William Scully Ltd. is a Canadian uniform accoutrements manufacturer based in Montreal, QC, Canada, founded in 1877 by William Scully, a British manufacturers’ Canadian Representative, in Toronto. He was the first Canadian representative of London's Welsh Margetson and Sons. The company remains a family owned and operated firm after five generations.

== History ==
In 1908, William Scully opened a factory in Montreal with the encouragement of Sir Wilfrid Laurier and with the regular orders assured by Sir Frederick Borden, Minister of Militia. The authorities of the various departments at Ottawa wanted to have as many of their requirements as possible manufactured in Canada, therefore William Scully made a visit to Great Britain, where he purchased the necessary machinery, latest designs and at the same time secured the services of thoroughly qualified foremen to take charge of the respective departments. It was the first and only firm in Canada that started manufacturing uniform caps, helmets, uniform buttons and metal badges and accouterments for Militia, The Royal Canadian Navy, police and other forces. William Scully guaranteed the Canadian government that his every product would equal or surpass the products of the finest British Houses.

The firm remained on University St. until it was expropriated in 1958 by the city to make way for Place Ville Marie. The firm moved to Craig St., and again in 1968 to its current location on Moreau St. in Montreal's east end, where the firm operates a 25,000 sq. ft. manufacturing plant.
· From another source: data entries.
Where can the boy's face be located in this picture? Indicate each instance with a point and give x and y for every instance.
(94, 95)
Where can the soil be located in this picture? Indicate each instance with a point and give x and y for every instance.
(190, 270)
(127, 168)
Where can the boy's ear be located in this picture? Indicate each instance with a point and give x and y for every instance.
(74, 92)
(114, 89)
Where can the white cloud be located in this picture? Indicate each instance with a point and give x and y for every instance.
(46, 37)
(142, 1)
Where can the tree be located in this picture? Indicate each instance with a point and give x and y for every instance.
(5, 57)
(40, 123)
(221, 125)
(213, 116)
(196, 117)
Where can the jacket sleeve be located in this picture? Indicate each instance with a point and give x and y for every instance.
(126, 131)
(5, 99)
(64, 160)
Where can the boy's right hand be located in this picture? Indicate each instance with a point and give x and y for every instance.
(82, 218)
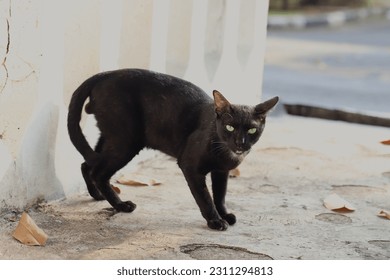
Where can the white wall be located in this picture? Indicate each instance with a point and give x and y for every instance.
(48, 47)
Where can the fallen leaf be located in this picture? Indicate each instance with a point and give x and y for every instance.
(28, 233)
(116, 189)
(336, 203)
(234, 173)
(386, 142)
(136, 180)
(384, 214)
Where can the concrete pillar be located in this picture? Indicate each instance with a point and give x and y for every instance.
(158, 52)
(196, 71)
(229, 72)
(135, 42)
(254, 67)
(179, 33)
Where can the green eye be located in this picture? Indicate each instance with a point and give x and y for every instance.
(252, 130)
(229, 128)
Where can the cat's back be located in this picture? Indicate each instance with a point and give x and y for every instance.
(167, 109)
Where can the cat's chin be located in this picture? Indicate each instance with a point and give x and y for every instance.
(238, 155)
William Scully Ltd. acquired J.R. Gaunt (Canada) in 1984.

The firm was tailor to Camilien Houde, General McNaughton, the first Governor General to be outfitted and uniformed in Canada – Lord Alexander. The firm was headwear supplier to Haille Selassie, Emperor of Ethiopia, whose dress uniform was tailored in 1955. It also outfitted President Nyerere's Tanzanian Army. The first Lieut. Governor's dress uniform made in Canada, both the tailoring and the gold hand embroidery was made on University Street. Today, the company holds contracts with units across Canada for the supply of uniform accoutrements and accessories.

Following the death of the company's founder, William Scully Esq. in 1921, his son Col. William Gladstone Scully, R.C.A., 2nd Heavy Field Battery, became president. Upon Willam G. Scully's death in 1947, his brother Sgt. Vincent England Scully, 1st Canadian Tank Battalion, C.E.F., became president. In 1957, Maj. Vincent G. Scully R.C.A., son of Col. William G. Scully became president. His sons, Dr. Richard Stuart Scully served as vice-president from 1967 to 1976, and his son John H. Scully served as a director from 1976 to 2014. The current President is William B. Scully who became president in 2001.

Regimental Badges, regimental postcards, and other military accoutrements and accessories from the Boer War forward are displayed in military museums including the Canadian War Museum.